I get this question all the time. Sometimes, from my peers who are trying to make software purchase decisions and other times, from my engineering and product management friends, who are trying to understand a buyer’s mindset so they are well prepared for all possible customer questions.
So, here are a few things that I always look at before making a buy decision. You’ll notice that some of the criterion is not too different from on-premise services, but they become a lot more relevant when you move to a cloud-based service.
Data and Reports
One of the most common challenges with cloud-based services is the control over your data and how easy it is to access your data. It’s good if the cloud service provides its own reporting and data visualizations, but that doesn’t always serve all your needs. Most times, you’ll need to extract, enhance, cleanse, and merge the data with other data sources before it can be used. That means it should be easy to pull the data from your cloud service, in various possible ways through files and APIs.
This is also one of the non-negotiable asks. No matter how great the service is, it’ll need to integrate with other corporate systems and fit well in the grand scheme of things. No software or service can run in complete isolation. Even if you don’t see the need to integrate today, you’ll see the need in future.
Make sure you test the APIs for all possible inbound and outbound exchange of information.
One common limitation is the ability to customize your application. This can be a dual-edged sword for cloud-based applications. Multi-tenant cloud providers can only go to a certain extent while providing customizability. One of the popular advantages of cloud services is that all consumers are on the same version and need not worry about the upgrades. This makes it easy for the provider to focus on one version of its service that works the same way for all customers. However, this also means that the provider might not be able to handle your unique needs. There are some vendors that have taken a platform approach. You may not be able to use it exactly “out of the box,” but its highly customizable.
I have come across situations where we could only get 90% of what we wanted from a cloud-based service and the cost of building the rest 10% took away all the expected benefits.
If you compare modern cloud-based applications with traditional ERPs, you’ll easily notice the difference in experience and convenience. Most of the cloud offerings provide a consistent, modern user experience that works seamlessly on a decent internet connection. The secret is in simplicity.
The design patterns have evolved over time, allowing the same core features that work equally well on desktops and mobile devices. Think about involving a UX expert while evaluating the application.
The fact that cloud services always run on the web makes performance aspect really important. The user shouldn’t notice any difference in the performance when compared to an on-premise application. Its also worth noting that it’s not just the application performance that’s important. A lot of interaction with these applications happen over APIs . These APIs should be tested for performance as part of the evaluation exercise.

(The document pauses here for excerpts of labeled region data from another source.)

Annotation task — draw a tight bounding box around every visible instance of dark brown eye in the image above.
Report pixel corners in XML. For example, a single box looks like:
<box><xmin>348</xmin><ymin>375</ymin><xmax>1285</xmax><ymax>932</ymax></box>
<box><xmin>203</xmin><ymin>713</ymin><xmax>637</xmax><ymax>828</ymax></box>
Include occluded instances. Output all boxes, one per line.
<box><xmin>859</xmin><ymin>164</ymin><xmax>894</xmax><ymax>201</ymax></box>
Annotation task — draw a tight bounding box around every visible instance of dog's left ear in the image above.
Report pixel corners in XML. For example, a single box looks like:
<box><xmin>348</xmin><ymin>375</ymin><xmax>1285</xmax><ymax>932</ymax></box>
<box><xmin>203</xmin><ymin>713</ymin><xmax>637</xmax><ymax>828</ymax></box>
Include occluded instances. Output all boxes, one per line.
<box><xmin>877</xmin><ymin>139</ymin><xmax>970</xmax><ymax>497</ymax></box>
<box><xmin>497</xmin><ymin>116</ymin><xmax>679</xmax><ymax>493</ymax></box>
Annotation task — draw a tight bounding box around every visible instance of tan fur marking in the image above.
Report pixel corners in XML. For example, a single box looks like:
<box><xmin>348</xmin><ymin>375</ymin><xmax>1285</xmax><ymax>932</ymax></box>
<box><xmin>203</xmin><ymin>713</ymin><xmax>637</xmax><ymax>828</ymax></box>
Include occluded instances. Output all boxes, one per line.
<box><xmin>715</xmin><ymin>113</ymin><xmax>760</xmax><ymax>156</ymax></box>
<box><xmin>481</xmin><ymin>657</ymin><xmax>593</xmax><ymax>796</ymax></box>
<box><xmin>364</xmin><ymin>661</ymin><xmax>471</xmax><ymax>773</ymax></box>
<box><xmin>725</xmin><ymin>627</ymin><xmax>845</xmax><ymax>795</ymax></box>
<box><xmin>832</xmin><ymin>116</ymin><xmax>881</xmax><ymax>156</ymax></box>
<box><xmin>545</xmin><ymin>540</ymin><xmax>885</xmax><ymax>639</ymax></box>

Although the world has changed and organizations are a lot more open to use cloud-based software, the security aspect is still very relevant.
Any information exchange or interaction with your online application needs to happen over a secure and well-authenticated channel. You should ask for security and compliance certifications from the provider. Some industry standard reports like SOC1 and SOC2 provide a lot of information about operations maturity of cloud-based, multi-tenant applications, including security. If you plan to capture credit card or other sensitive information over these applications, make sure that vendor is taking full responsibility of all compliance matters like PCI, HIPAA, etc.
The vendor should be asked to provide details about his hosting facility and related operational aspects. Inquire about his standard operating procedures—e.g. data backups, redundancy, capacity, disaster recover plan. Again, most of these aspects are covered in the certification process like SSAE 16, but you should review the audit reports and look into any open items identified in these reports. It’s also good to keep the right to audit the vendor’s hosting facility. It’s not a good sign if the vendor seems unprepared for such questions.
Uptime, performance, and issue-resolution times are the most commonly used SLAs. Let’s take the example of uptime. I am sure all your vendors claim to provide 99.9% uptime SLA. So, whats the catch?
I suggest you spend some time on reading the exact algorithm for calculating the uptime. In many cases, you’ll find that the vendors very cleverly exclude some important features from the scope of calculating uptime. You should also check about how often the vendor provides the SLA information and what’s the penalty if he doesn’t meet it.
Bottom line is that you should read the fine print on how these SLA metrics are calculated, reported and handled.
So, why would customer support become more important for a cloud provider? Shouldn’t you face fewer issues compared to an on-premise software?
Remember that in the case of a locally deployed software, your IT folks get an opportunity to diagnose the problem and explore some workarounds. In critical times, the most commonly used solution is a “Restart.” But in case of a cloud service, you or your IT team don’t have any control over the application. In those critical times , you want to speak to a highly efficient, knowledgable, and super friendly customer support department. This is an area that gets generally overlooked while evaluating applications.